We’ve still got plenty of time left before all aboard, so we go wander around town, which isn’t all that interesting.  Lots of shops, restaurants, etc.  We do decide to have an afternoon beverage and settle into a cute little café called La Venta de Souza for a vino blanco and the cana with pincho special. Perfect afternoon snack of Boquerones (which are surprisingly good anchovies) and beer and wine.  Can’t ask for more.

Next we hit the ATM, then head to the mall for grocery provisions, hitting the HiperDino supermarket where every crew member from the other 2 monster ships (MSC, Aida) docked here are shopping.  Oh, the carts.  Priceless!  We buy entirely too much crap, but hey, we’re stocked up for our “crossing” and beyond, so don’t really need to shop more.  Which is probably a good thing considering we don’t really know what we could possibly buy in Senegal or The Gambia!  But we’ll soon see.
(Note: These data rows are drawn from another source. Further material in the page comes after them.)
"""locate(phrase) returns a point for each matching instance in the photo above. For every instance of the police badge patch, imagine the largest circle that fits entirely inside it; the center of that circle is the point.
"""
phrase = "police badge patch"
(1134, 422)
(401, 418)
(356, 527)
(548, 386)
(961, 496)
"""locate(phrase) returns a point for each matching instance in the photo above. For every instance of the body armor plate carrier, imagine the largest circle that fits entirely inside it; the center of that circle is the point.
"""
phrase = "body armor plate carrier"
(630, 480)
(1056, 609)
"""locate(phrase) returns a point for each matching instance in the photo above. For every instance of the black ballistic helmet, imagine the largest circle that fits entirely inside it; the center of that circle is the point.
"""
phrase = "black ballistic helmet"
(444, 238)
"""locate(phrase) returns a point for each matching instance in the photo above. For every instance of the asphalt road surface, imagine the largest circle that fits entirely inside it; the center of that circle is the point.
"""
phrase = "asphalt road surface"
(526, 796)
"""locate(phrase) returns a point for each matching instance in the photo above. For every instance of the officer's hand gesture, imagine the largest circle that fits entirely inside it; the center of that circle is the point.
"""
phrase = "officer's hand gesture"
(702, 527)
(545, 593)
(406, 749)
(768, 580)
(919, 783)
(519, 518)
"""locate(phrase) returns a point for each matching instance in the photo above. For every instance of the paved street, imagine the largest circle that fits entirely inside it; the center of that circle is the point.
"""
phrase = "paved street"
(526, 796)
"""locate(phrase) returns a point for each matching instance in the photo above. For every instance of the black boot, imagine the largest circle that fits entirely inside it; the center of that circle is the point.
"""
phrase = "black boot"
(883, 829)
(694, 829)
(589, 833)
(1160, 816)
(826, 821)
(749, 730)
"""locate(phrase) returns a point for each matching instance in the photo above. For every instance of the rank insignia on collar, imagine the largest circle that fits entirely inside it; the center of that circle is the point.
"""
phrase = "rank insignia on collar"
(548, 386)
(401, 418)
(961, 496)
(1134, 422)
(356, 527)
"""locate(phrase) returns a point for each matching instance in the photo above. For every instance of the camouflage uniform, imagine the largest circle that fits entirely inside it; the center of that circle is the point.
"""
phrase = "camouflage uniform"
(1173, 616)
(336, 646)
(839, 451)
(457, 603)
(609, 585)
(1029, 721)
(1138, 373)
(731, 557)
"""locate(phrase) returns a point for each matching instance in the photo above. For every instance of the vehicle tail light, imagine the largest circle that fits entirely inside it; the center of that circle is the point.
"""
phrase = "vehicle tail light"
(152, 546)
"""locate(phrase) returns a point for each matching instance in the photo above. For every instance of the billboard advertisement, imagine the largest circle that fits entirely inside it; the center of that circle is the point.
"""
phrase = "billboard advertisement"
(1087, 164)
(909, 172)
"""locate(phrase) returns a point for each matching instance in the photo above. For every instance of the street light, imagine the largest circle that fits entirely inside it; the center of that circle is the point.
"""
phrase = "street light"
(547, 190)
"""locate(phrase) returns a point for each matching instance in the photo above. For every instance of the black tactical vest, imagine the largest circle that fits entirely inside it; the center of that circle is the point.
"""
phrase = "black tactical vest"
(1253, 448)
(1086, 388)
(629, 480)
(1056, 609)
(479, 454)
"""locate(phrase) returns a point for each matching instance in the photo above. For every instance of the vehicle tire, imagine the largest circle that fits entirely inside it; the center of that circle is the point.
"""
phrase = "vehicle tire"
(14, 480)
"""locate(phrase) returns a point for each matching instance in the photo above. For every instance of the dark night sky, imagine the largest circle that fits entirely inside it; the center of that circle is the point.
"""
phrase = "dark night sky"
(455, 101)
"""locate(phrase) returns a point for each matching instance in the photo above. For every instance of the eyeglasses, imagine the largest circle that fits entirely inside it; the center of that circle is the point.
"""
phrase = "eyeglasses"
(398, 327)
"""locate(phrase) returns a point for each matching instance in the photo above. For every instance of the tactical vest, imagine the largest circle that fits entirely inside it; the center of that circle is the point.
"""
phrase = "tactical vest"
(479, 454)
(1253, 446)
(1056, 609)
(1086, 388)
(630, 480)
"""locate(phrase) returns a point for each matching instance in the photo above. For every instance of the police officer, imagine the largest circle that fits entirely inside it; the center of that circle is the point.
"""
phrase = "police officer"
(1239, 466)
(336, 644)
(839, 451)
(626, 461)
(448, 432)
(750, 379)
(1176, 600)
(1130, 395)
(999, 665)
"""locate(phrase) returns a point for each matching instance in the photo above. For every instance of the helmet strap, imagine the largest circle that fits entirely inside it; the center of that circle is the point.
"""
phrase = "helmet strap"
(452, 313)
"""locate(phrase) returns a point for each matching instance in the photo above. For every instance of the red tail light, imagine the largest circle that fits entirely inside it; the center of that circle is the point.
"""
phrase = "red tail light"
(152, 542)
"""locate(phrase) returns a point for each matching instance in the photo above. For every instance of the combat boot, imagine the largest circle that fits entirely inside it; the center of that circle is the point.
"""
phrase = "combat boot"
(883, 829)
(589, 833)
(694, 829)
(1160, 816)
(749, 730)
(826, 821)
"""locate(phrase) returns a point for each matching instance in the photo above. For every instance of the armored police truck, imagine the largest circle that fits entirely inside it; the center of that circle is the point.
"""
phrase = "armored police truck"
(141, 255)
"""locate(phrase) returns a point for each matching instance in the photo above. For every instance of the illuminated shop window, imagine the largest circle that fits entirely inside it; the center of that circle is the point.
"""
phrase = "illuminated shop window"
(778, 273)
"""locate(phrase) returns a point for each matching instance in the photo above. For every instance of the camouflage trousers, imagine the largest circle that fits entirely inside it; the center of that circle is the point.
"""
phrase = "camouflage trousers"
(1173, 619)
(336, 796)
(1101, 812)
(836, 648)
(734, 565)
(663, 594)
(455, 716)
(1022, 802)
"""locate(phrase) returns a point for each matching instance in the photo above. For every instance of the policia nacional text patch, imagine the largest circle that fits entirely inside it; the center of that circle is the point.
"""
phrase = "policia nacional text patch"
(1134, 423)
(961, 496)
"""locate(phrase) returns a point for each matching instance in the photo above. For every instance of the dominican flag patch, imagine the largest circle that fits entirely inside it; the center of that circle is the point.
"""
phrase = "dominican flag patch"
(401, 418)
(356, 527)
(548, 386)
Back aboard, we start our normal routine – gym (trying to ignore the incessant annoyance of the raffle giveaway), pool bar where the sail away celebration is going on (so at least we get to see Roel and Dejana), then to Discoveries bar before dinner where we finally meet Mae, Roel’s wife, who works the bar there.  Then back to table 4 where we have a new waiter, Datu, but still the lovable Gilzin as our assistant waiter.  Later we hit the Living Room for a private performance by Back on Traxx, the great Filipino band.  Seriously, we are the only 2 people up there for quite some time!  So much so that the band’s lead singer comes over to chat with us, asking our names, what bands we like, etc.  A tale of 2 cruises!  That’s for sure.

Putu is up here as bartender now, Dan is still here too, which is nice.  The band strikes up and Mavia says she has her first request of the evening for Adele from Cathy and David.  David?  Have no idea how she converted Ed into David, but now David it is!  We are cracking up, but don’t dare tell her yet.  Finally, a few more people arrive, so it isn’t just a private concert – doubt there will be anymore 2am nights up here!  Much to Dan and Putu’s joy, that we can tell you!

The band’s done with their first set, we head back to the cabin and all’s right with our world tonight!  Tomorrow?  We check out the new passengers and see what a sea day will bring!